Notice that the overall quality score across all queries improved after using AIMon's reranker.
In sum, as shown in the figure below, we demonstrated the following:
- Computing a quality score using a weighted combination of 3 different quality metrics: hallucination score, instruction adherence score and retrieval relevance score.
- Established a quality baseline using a brute force string matching approach to match documents to a query and pass that to an LLM.

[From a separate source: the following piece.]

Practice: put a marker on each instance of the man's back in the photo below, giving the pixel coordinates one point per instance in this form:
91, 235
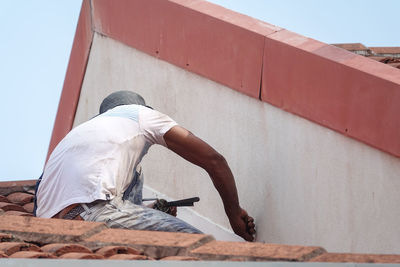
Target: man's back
96, 160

- Improved the baseline quality using a Vector DB (here, we used Milvus)
- Further improved the quality score using AIMon's low-latency, domain adaptable re-ranker.
- We also showed how retrieval relevance improves significantly by adding in AIMon's re-ranker.
We encourage you to experiment with the different components shown in this notebook to further increase the quality score. One idea is to add your own definitions of quality using the instructions
field in the instruction_adherence detector above. Another idea is to add another one of AIMon's checker models as part of the quality metric calculation.
Happy experimenting! Join our discord server for fun conversations on AI!
import pandas as pd
df_scores = pd.DataFrame({
'Approach': ['Brute-Force', 'VectorDB', 'AIMon-Rerank'],
'Quality Score': [avg_quality_score_bf, avg_quality_score_vdb, avg_quality_score_rr],
'Retrieval Relevance Score': [avg_retrieval_rel_score_bf, avg_retrieval_rel_score_vdb, avg_retrieval_rel_score_rr]
})
# % increase of quality scores relative to Brute-Force
df_scores['Increase in Quality Score (%)'] = (
(df_scores['Quality Score'] - avg_quality_score_bf) / avg_quality_score_bf
) * 100
df_scores.loc[0, 'Increase in Quality Score (%)'] = 0
# % increase of retrieval relative scores relative to Brute-Force
df_scores['Increase in Retrieval Relevance Score (%)'] = (
(df_scores['Retrieval Relevance Score'] - avg_retrieval_rel_score_bf) / avg_retrieval_rel_score_bf
) * 100
df_scores.loc[0, 'Increase in Retrieval Relevance Score (%)'] = 0
df_scores
Approach | Quality Score | Retrieval Relevance Score | Increase in Quality Score (%) | Increase in Retrieval Relevance Score (%) | |
---|---|---|---|---|---|
0 | Brute-Force | 51.750446 | 14.317723 | 0.000000 | 0.000000 |
1 | VectorDB | 67.180039 | 19.296728 | 29.815382 | 34.775115 |
2 | AIMon-Rerank | 74.621748 | 39.794702 | 44.195372 | 177.940153 |
The above table summarizes our results. Your actual numbers will vary depending on various factors such as variations in quality of LLM responses, performance of the nearest neighbor search in the VectorDB etc.
In conclusion, as shown by the figure below, we evaluated quality score, RAG relevance and instruction following capabilities of your LLM application. We used AIMon's re-ranker to improve the overall quality of the application and the average relevance of documents retrieved from your RAG.